The findings in this section are tentative due to the small number of studies cited. Eight studies specifically designed to address prison-based family literacy programs were found (see Table). Most of these studies were descriptive rather than evaluative. The findings, though preliminary, may be useful for designing pilot programs and framing larger studies.

Table 1 - Summary of Studies of Prison-Based Family Literacy Programs

Academic achievement. Like other family literacy programs, prison-based ones appear to improve children's performance in school and raise parents' reading test scores. One study (Northampton Community College, 1995) involved 150 incarcerated fathers enrolled in ABE, ESL, or GED programs, who participated in a 10-week family literacy program. Fathers took parenting classes, received support for letter writing, recorded readings of storybooks, and visited with their children on a bi-weekly basis.
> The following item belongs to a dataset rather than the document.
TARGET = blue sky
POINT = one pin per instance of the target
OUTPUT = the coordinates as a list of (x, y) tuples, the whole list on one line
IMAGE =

On average, the fathers gained 1.7 grade equivalents in reading, as measured on the Basic English Skills Test or Test of Adult Basic Education. Although the gains are admirable, no comparisons were made with literacy learners who did not participate in the family literacy component. An earlier pilot study (Martin, 1991) found that 10 incarcerated fathers' literacy skills improved after a 16-week program that involved parenting awareness, storybook selection and reading, and language experience approach activities, but did not involve the children. The authors did not describe how the improvements were measured or the extent of the gains.

In a study of 30 incarcerated fathers, Gadsden et al. (2005) found that some caretakers perceived that their children improved in school after regaining contact with their fathers through bi-weekly videoconferences, summer camps, and mailings of tape-recorded books. Although some caretakers also reported that their children experienced frequent school-related difficulties, both academic and social, they felt these problems were in part attributable to growing into adolescence and would have been worse without the father contact.
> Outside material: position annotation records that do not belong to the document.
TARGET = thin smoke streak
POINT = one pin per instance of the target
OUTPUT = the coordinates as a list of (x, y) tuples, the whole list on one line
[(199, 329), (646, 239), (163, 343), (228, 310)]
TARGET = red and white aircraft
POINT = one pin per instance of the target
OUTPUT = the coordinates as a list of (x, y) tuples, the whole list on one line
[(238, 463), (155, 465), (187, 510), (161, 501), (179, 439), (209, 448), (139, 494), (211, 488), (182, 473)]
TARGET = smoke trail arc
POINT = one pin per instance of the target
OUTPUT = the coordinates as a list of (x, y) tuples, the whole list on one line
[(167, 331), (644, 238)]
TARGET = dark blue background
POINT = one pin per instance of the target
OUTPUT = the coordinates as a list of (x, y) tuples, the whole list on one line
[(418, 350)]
Literacy practices. Ports (see Literacy Assistance Center, 2003) described a 10-week "reading, discussion, and writing program for [12 incarcerated] mothers" (p. 12). She found that the women increased the quality and quantity of journal writing and letter writing, and grew more confident about reading storybooks out loud. Geraci (2000) found that incarcerated literacy learners who participated in a storybook writing and publishing program improved the quality of their letter writing. For example, one prisoner wrote a letter of apology to his estranged mother that rekindled their relationship. Similarly, other studies of incarcerated fathers that participated in family literacy programs found that the fathers became gentler and more attentive toward their children (Northampton Community College, 1995) and more skillful (Genisio, 1996) during storybook reading time in the visiting room.

Communication with children. Ports (Literacy Assistance Center, 2003) reported that incarcerated mothers who participated in a 10-week family literacy program had more communications with their children, including longer and more meaningful letters. Others also reported an increase in written communication between parents and children (Genisio, 1996; Geraci, 2000; Northampton Community College, 1995). Ports argued that "literacy-based programs designed to increase parent-child communications are one of the mechanisms for helping mothers and children reestablish important ties" (p. 12).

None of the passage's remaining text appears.